Di waktu yang sama, Pak Eric baru saja menyelesaikan beberapa urusan administrasi. Sebagai orang dari kantor pusat, posisinya cukup disegani bahkan oleh pimpinan site sekalipun. Ia berjalan santai di koridor yang sepi.

​Tiba-tiba, dari balik pintu ruang arsip, Gani muncul dengan wajah pucat. Matanya yang polos tampak gelisah. Begitu melihat sosok yang ia kenal baik, Gani langsung menghampiri.

​"Pak... Pak Elik..." bisik Gani gemetar.

Pak Eric berhenti, dahinya berkerut melihat asisten arsip itu ketakutan. "Loh, Gani? Kamu kenapa? Seperti habis lihat hantu."

​Gani tidak menjawab. Tangannya yang gemetar meraba saku seragamnya. Ia mengeluarkan sebuah lipatan kertas yang sudah agak lecek. Gani tidak tahu itu kertas apa, ia hanya ingat kertas itu jatuh dari tas Pak Handoko dan ada logo perusahaan yang ia cintai di sana.

​"Pak Elik, Gani nemu... ini penting... logonya..." Gani baru saja hendak menyodorkan kertas itu ke Pak Eric.


​Tap! Tap! Tap!


​Suara sepatu pantofel yang keras bergema. Gani tersentak. Ia hafal suara langkah itu. Itu suara Pak Rama. Gani langsung ketakutan setengah mati. Refleks, ia menarik kembali kertas itu dan menyembunyikannya di balik punggung, lalu merapatkan tubuhnya ke dinding.

​"Selamat siang, Pak Eric! Wah, rajin sekali Bapak jam segini sudah di kantor," sapa Pak Rama yang muncul bersama Handoko. Nada suara Pak Rama terdengar sangat sopan dan dibuat-buat ramahnya, menunjukkan rasa segan karena Pak Eric adalah orang Pusat.

​Pak Eric melihat keringat dingin menetes di pelipis Gani. Sebagai auditor berpengalaman dari pusat, Pak Eric langsung menangkap sinyal bahaya. Ia tahu Gani sedang menyembunyikan sesuatu yang sangat krusial dari Pak Rama.

​"Selamat siang, Pak Rama," jawab Pak Eric dengan nada berwibawa namun tetap tenang, mencoba mengalihkan perhatian Pak Rama dari Gani. "Iya, saya sedang menyinkronkan data pusat sebelum tim lapangan kembali. Oh ya Pak Rama, kebetulan kita bertemu, ada beberapa catatan laporan biaya logistik yang perlu kita klarifikasi di ruangan Anda.
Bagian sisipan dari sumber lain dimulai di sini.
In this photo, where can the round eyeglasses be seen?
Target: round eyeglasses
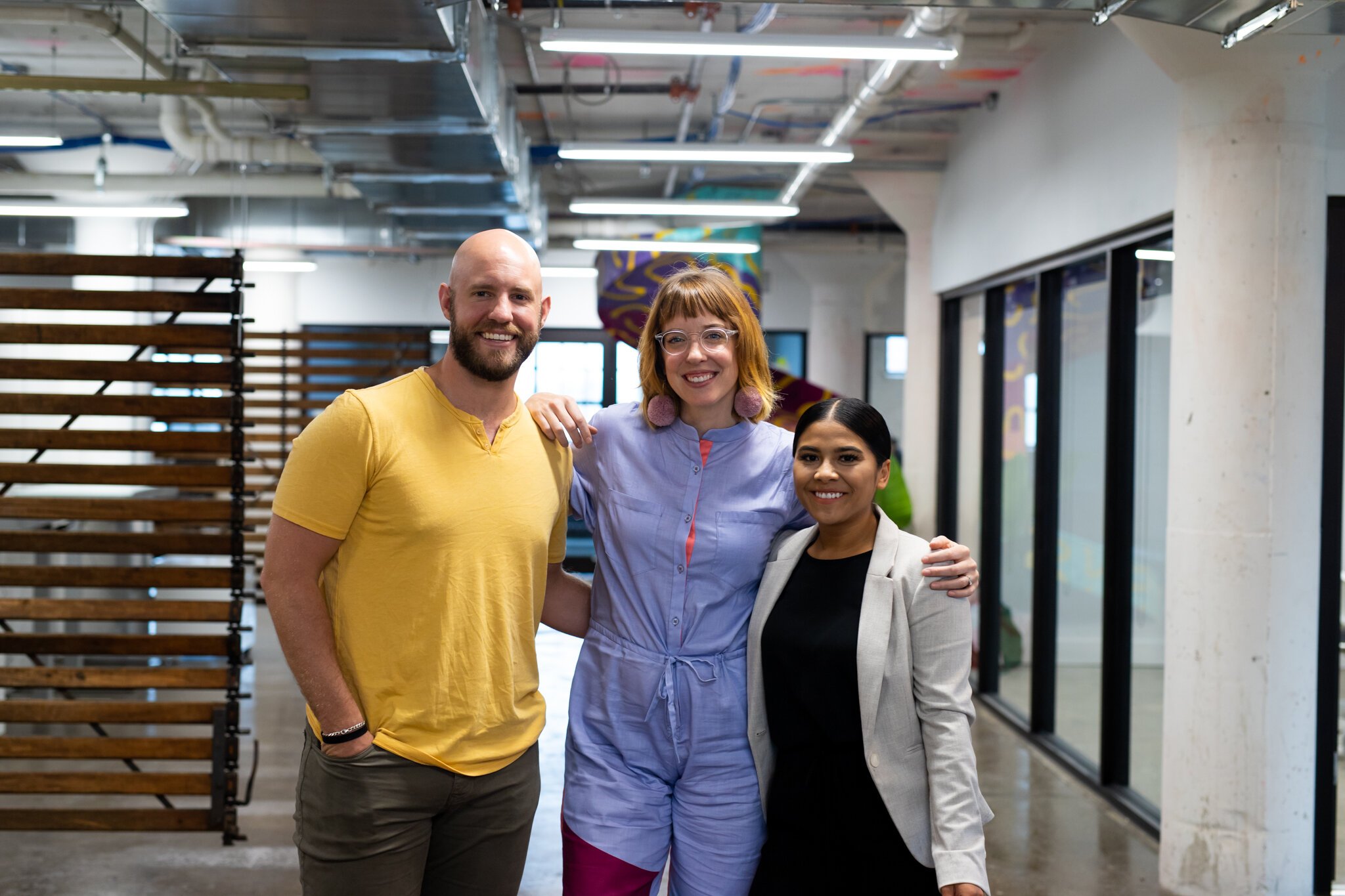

Mumpung suasananya tenang."

​Pak Rama tampak sedikit tegang, tapi tetap memaksakan senyum. "Tentu, Pak Eric. Mari, silakan ke ruangan saya."

Pak Rama menoleh sekilas ke Gani yang menunduk takut. "Gani, lanjut kerja. Jangan sampai mengganggu tamu dari Pusat."

​Setelah mereka pergi, Gani buru-buru lari ke lokernya. Kertas itu harus tetap aman sampai Mbak Sinta datang.